Robbie Henshaw and Bundee Aki during Ireland training at The Campus in Quinta da Lago, Portugal

Robbie Henshaw and Bundee Aki during Ireland training at The Campus in Quinta da Lago, Portugal


Robbie Henshaw and Bundee Aki during Ireland training at The Campus in Quinta da Lago, Portugal

Players often express a wish to leave the jersey in a better place following their time occupying it, so when their last outing ends in ignominy there's a burning desire to get back on the field and right some wrongs.

Bundee Aki's last act in an Ireland shirt was a distraught march to the sideline as he contemplated the red card shown to him by referee Nic Berry. His high hit on Samoa's Ulupano Seuteni was unintentional, but reckless and, under the letter of the law, he had to go.

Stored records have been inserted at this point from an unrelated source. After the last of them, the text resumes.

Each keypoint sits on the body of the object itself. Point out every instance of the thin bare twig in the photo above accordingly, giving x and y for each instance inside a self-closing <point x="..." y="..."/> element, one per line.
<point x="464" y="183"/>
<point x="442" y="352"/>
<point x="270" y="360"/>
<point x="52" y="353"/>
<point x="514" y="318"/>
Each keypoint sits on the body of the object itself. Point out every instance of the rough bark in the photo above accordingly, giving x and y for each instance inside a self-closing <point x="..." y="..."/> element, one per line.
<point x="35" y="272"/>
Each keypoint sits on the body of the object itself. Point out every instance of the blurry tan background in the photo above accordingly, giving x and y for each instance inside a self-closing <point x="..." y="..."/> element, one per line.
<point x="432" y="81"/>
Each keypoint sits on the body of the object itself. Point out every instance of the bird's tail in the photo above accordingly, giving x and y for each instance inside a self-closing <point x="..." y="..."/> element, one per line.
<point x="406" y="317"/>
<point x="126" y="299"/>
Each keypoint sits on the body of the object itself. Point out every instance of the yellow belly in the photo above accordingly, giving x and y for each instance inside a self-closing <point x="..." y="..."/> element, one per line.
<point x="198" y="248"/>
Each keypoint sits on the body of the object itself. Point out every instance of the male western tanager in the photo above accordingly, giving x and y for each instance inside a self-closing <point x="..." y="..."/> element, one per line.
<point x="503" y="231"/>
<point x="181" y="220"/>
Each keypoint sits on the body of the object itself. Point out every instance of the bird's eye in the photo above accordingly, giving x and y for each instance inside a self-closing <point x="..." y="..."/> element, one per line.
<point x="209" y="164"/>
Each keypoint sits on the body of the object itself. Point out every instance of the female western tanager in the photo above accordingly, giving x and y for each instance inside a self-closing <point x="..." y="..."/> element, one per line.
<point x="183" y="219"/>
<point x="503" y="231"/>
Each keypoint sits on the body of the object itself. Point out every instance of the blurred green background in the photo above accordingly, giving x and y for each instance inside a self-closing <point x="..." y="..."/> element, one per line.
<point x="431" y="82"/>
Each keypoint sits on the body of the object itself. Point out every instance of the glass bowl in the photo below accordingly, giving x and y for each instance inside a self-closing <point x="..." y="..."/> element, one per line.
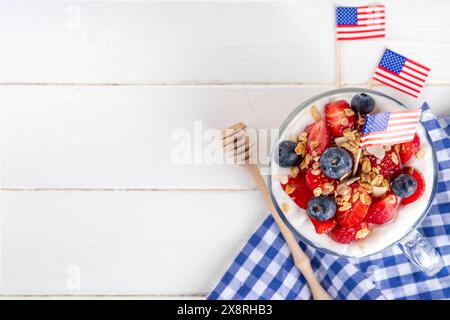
<point x="409" y="239"/>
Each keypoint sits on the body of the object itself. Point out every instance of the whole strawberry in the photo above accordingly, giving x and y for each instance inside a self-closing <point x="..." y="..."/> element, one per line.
<point x="383" y="210"/>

The World Cup he had targeted since the day he decided to leave New Zealand for Connacht was over and he'd watch the quarter-final defeat to the All Blacks from the stands in Tokyo.

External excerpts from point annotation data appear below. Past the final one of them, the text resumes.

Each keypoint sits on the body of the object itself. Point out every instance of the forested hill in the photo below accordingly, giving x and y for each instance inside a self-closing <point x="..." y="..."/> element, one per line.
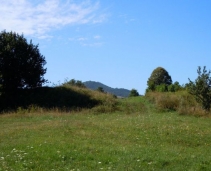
<point x="116" y="91"/>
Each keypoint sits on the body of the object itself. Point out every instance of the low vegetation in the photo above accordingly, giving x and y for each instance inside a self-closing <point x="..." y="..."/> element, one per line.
<point x="69" y="127"/>
<point x="135" y="137"/>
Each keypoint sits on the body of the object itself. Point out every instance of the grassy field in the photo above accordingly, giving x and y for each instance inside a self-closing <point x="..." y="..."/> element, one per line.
<point x="136" y="137"/>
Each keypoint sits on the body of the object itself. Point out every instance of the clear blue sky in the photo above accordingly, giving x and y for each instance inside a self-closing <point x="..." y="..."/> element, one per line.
<point x="118" y="43"/>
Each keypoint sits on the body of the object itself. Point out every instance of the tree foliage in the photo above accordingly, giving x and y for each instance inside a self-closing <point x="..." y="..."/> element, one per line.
<point x="21" y="64"/>
<point x="133" y="93"/>
<point x="201" y="88"/>
<point x="159" y="77"/>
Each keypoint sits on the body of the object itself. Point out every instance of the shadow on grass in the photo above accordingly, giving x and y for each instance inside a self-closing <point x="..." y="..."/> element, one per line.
<point x="47" y="97"/>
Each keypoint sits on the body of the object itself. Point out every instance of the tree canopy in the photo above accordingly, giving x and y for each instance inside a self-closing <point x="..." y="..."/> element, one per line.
<point x="159" y="76"/>
<point x="133" y="93"/>
<point x="201" y="88"/>
<point x="21" y="64"/>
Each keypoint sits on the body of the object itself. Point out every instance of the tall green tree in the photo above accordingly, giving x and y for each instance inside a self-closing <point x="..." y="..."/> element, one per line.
<point x="201" y="88"/>
<point x="133" y="93"/>
<point x="159" y="76"/>
<point x="21" y="64"/>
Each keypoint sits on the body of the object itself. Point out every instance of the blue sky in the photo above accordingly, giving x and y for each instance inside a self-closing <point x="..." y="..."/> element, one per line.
<point x="118" y="43"/>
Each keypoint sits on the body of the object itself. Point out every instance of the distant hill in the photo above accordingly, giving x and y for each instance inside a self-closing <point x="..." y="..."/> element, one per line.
<point x="116" y="91"/>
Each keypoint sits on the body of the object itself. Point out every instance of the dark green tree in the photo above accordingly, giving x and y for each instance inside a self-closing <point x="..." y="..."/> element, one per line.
<point x="159" y="76"/>
<point x="133" y="93"/>
<point x="201" y="88"/>
<point x="21" y="64"/>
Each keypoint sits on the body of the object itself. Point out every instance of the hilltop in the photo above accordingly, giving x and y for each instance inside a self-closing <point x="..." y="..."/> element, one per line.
<point x="116" y="91"/>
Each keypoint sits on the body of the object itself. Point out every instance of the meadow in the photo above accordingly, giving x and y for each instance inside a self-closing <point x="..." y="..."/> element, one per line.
<point x="135" y="136"/>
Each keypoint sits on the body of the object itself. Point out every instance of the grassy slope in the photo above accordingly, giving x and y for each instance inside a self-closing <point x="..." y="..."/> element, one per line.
<point x="136" y="138"/>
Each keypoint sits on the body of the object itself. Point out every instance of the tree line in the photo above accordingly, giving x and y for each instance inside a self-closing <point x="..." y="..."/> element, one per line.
<point x="22" y="67"/>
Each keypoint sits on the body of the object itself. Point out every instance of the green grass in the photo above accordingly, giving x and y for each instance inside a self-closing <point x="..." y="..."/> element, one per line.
<point x="134" y="138"/>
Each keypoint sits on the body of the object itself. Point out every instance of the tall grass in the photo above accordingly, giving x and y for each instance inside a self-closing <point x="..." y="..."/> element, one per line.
<point x="139" y="139"/>
<point x="64" y="98"/>
<point x="180" y="101"/>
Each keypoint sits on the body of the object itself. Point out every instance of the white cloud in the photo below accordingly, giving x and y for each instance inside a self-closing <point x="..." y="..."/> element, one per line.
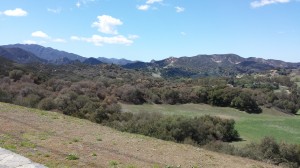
<point x="133" y="36"/>
<point x="153" y="1"/>
<point x="106" y="24"/>
<point x="78" y="4"/>
<point x="75" y="38"/>
<point x="179" y="9"/>
<point x="261" y="3"/>
<point x="100" y="40"/>
<point x="30" y="42"/>
<point x="83" y="2"/>
<point x="39" y="34"/>
<point x="183" y="33"/>
<point x="59" y="40"/>
<point x="15" y="12"/>
<point x="57" y="10"/>
<point x="143" y="7"/>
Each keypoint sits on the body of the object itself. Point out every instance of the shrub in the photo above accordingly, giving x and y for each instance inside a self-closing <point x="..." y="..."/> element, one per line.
<point x="199" y="130"/>
<point x="16" y="74"/>
<point x="46" y="104"/>
<point x="72" y="157"/>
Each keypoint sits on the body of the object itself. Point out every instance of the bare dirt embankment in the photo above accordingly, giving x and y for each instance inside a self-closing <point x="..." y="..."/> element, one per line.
<point x="48" y="138"/>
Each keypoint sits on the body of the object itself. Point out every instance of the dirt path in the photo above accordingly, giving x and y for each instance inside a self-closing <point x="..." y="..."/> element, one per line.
<point x="9" y="159"/>
<point x="56" y="140"/>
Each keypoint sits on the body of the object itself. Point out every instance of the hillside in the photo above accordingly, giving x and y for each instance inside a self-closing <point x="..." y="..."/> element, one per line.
<point x="49" y="137"/>
<point x="210" y="65"/>
<point x="20" y="56"/>
<point x="46" y="53"/>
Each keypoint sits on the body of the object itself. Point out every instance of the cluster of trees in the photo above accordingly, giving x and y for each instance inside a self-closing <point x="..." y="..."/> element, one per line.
<point x="268" y="150"/>
<point x="95" y="93"/>
<point x="80" y="89"/>
<point x="198" y="130"/>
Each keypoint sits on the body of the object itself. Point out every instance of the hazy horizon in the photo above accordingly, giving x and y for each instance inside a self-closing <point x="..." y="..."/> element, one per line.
<point x="156" y="29"/>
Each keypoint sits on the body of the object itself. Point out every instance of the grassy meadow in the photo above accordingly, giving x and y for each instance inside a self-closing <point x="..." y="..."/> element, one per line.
<point x="252" y="127"/>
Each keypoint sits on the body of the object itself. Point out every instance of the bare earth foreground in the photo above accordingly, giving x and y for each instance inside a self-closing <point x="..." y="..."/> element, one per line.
<point x="49" y="138"/>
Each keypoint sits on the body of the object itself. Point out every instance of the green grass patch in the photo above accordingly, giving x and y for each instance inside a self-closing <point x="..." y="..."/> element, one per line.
<point x="251" y="127"/>
<point x="72" y="157"/>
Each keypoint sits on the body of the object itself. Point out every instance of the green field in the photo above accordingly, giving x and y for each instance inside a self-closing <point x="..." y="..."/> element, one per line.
<point x="252" y="127"/>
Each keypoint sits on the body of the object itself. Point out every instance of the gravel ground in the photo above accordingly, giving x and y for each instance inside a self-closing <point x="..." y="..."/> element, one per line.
<point x="9" y="159"/>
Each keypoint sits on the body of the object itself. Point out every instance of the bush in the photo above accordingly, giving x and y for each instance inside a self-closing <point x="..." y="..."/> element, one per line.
<point x="16" y="74"/>
<point x="46" y="104"/>
<point x="268" y="150"/>
<point x="199" y="130"/>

Four months on from Fukuoka, he gets the chance to represent his adopted nation once more when Scotland visit the Aviva Stadium on Saturday.

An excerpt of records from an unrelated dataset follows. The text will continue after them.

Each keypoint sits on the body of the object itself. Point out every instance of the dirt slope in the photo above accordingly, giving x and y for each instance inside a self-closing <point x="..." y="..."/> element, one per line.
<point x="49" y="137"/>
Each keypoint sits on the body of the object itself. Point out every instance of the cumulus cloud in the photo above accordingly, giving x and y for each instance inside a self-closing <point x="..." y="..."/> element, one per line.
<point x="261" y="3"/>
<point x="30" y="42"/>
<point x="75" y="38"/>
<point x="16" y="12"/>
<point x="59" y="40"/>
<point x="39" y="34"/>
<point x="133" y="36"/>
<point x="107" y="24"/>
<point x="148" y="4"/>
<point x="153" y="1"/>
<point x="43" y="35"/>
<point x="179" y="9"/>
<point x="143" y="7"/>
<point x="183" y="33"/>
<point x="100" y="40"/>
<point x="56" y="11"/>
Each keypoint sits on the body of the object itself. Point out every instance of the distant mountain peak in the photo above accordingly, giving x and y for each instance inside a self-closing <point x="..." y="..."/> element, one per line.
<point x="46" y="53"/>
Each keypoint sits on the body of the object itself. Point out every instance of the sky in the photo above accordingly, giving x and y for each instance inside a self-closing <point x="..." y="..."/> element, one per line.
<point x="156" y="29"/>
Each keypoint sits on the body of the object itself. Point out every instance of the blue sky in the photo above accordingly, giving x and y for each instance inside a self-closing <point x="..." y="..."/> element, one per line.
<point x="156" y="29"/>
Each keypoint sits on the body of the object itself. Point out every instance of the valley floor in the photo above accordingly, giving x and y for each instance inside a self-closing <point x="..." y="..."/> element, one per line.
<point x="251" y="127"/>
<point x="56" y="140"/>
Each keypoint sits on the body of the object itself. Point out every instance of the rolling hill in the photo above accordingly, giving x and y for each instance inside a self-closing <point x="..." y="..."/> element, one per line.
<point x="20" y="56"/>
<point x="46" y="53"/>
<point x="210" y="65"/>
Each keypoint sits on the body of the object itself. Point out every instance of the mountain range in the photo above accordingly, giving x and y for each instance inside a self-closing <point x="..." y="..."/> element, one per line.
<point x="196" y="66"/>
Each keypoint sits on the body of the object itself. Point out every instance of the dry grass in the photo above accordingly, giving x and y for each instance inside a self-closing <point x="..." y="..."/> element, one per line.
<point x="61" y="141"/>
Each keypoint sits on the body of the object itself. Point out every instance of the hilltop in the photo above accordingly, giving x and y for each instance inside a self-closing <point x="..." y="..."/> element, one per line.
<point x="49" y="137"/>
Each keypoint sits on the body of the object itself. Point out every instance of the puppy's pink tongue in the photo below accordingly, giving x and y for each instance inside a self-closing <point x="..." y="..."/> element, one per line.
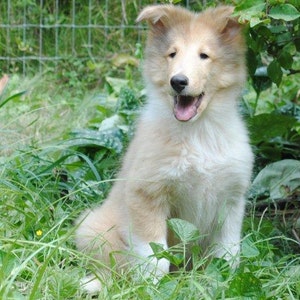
<point x="185" y="107"/>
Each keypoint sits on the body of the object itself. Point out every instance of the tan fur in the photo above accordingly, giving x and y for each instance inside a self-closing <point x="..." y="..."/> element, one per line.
<point x="197" y="170"/>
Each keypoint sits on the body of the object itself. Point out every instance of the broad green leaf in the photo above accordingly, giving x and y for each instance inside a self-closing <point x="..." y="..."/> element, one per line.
<point x="249" y="249"/>
<point x="278" y="180"/>
<point x="275" y="72"/>
<point x="110" y="139"/>
<point x="245" y="285"/>
<point x="286" y="12"/>
<point x="159" y="252"/>
<point x="285" y="59"/>
<point x="265" y="127"/>
<point x="184" y="230"/>
<point x="116" y="83"/>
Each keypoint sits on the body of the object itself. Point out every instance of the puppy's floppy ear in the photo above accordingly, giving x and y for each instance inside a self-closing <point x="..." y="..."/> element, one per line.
<point x="230" y="28"/>
<point x="156" y="15"/>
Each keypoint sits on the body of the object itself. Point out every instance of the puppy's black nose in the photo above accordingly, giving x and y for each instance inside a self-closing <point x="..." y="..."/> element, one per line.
<point x="179" y="82"/>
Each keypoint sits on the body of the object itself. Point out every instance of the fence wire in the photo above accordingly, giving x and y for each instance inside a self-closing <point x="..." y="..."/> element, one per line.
<point x="44" y="32"/>
<point x="35" y="34"/>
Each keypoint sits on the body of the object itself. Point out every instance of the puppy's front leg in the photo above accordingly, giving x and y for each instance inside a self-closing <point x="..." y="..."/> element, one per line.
<point x="228" y="239"/>
<point x="148" y="224"/>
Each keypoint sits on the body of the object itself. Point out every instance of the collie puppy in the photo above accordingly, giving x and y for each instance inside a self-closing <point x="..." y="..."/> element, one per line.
<point x="190" y="157"/>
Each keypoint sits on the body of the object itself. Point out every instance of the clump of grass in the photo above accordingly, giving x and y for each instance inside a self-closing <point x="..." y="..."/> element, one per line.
<point x="55" y="164"/>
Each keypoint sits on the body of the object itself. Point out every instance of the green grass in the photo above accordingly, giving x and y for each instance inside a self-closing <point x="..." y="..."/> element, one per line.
<point x="54" y="164"/>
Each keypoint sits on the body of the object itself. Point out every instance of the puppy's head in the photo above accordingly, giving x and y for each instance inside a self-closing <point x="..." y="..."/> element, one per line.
<point x="191" y="56"/>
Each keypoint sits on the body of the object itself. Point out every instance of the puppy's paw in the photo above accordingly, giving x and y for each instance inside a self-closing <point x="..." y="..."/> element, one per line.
<point x="91" y="284"/>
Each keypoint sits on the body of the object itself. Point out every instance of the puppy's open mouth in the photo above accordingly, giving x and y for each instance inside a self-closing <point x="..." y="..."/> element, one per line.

In the interim, he has committed his future to Ireland by becoming Connacht's first centrally contracted player and, while he's not shouting his new goals from the roof-tops, the 29-year-old has big ambitions for the next couple of seasons.


"I have unfinished business here and I'm just going to keep going until I make sure that business is done, regardless of what is - I am going to try and keep those close to myself, but I have goals here and it is making sure I adhere to those goals," Aki said.

"The good thing about the Six Nations is that it is a competitive competition and there is no better way to start to play against a competitive team, Scotland, and there is a lot of anxious boys who want to get back out on that field and play.

"We just got to keep focus on ourselves and make sure we play to how we know we can play and play to our best strength and the best of our ability.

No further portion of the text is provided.